Rappel historique: la Grande Catastrophe de Smyrne en 1922

Par Lepetitjournal Athènes | Publié le 08/09/2022 à 18:00 | Mis à jour le 12/09/2022 à 07:14
Incendie se propageant dans la ville, la population observant

L’ancienne ville de Smyrne, aujourd’hui Izmir, était connue dans toute la région pour son côté cosmopolite car elle regroupait des populations de religion musulmane, juive et catholique

Après la chute de l’Empire Ottoman en 1918, l'armistice fut signé sur l’île de Lemnos et l’ancienne ville de Smyrne fut administrée par la Grèce, avec l’appui du Royaume-Uni.

Haut lieu de la civilisation chrétienne 

Située en Asie Mineure mais également en ancienne Grèce Antique ( qui regroupait les villes de Troie, Pergame, Milet, Priène et Didymes) Smyrne abritait selon les écrits, une des sept Églises de l’Apocalypse. Elle est située non loin d’Éphèse, également importante pour les chrétiens avec la maison de la Vierge Marie, la tombe et la basilique de saint Jean.

Une volonté d'établir un nouvel Etat

Depuis 1915 le comité Union et Progrès des Jeunes-Turcs, dont faisait partie Atatürk, souhaitait mettre en place la fameuse « Turquie pour les turcs » ce qui provoquera les événements marquants de cette époque, symbole d’une volonté nationaliste. Cette période tragique débuta par le génocide arménien et fut suivie par la Grande Catastrophe d’Asie mineure qui se traduisit par la prise de Smyrne et le massacre de sa population. Les dirigeants de l’époque vont exterminer entre 1,5 et 2,5 millions de chrétiens qui décéderont suite à la privation et la maladie.

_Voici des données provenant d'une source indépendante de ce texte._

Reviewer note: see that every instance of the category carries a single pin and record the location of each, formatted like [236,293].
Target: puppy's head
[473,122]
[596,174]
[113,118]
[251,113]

Retour sur l'évènement de la Grande Catastrophe

La fuite des communautés chrétiennes et la prise de Smyrne

En 1922, de nombreux chrétiens se voient chassés de leurs villes, dont des grecs dit d’Anatolie, et trouvèrent refuge à Smyrne. Cependant, à cette même période, et plus exactement le 9 septembre, la ville est prise par les turcs après avoir été laissée, quelques jours plus tôt par les troupes grecques, pratiquant la politique de la terre brûlée. L'arrivée des turcs fut accompagnée par des combattants appelés Tchétés, auteurs des pires atrocités (pillages, massacres, viols et enlèvements). S’en suit l’incendie de la ville qui s’est déclaré dans le quartier arménien le 13 septembre et qui causa 100 000 morts. La population (environ 300 000 réfugiés) était encerclée par les turcs, ne pouvant fuir la ville en flamme, sous le regard de 23 navires occidentaux qui avaient reçus l'ordre de ne pas intervenir.

Une inertie occidentale

Ce n’est que le 19 septembre que Mustapha Kemal, plus tard appelé Atatürk, autorisa l’évacuation, mais seulement des femmes et des enfants. Les hommes chrétiens ( environ 100 000 personnes), ont été exterminés ou utilisés pour servir en tant qu'esclaves.

La réaction passive des occidentaux, notamment de l’Amiral américain présent, Mark Bristol, s’explique de différentes manières, malgré le caractère inhumain de cette décision. Pour des raisons stratégiques liées à l'accès au pétrole, l'Amiral Bristol était dans l'attente de recevoir l’appui des nouveaux dirigeants du pays, ce qui l'empêchait d'intervenir à leur encontre et d'aider à l'évacuation de la population. Ce n’est que le 21 septembre que les navires occidentaux reçurent l’autorisation de commencer l’évacuation, soutenus trois jours plus tard par le pasteur Asa Jennings. Ce dernier, faisant partie de l’association des jeunes chrétiens évangéliques YMCA (Young Men’s Christian Association), fut l’un des sauveurs de plusieurs centaines de milliers de personnes, les aidant à trouver refuge sur le sol hellénique. La Grèce, très reconnaissante de cet acte, le récompensera plus tard par deux des plus hautes distinctions civile et militaire : la Croix d’or du Sauveur et la Médaille du Mérite militaire.

Un drame longtemps oublié

Cette partie de l’histoire sera oubliée pendant longtemps, et refera surface seulement lors de la production de deux films hollywoodien, « Strange Destiny » (1945) et « A Man of Great Importance » (1952) qui racontent cet évènement. D’autres films sortiront par la suite, comme « Smyrni mou agapimeni » en 2021.

L'auteur Gilles Milton a également écrit un livre en 2010 «  Le paradis perdu : 1922, la destruction de Smyrne la tolérante ».

Cette année pour le 100ème anniversaire, de nombreuses commémorations ont lieu partout en Grèce pour ne pas oublier cet évènement tragique.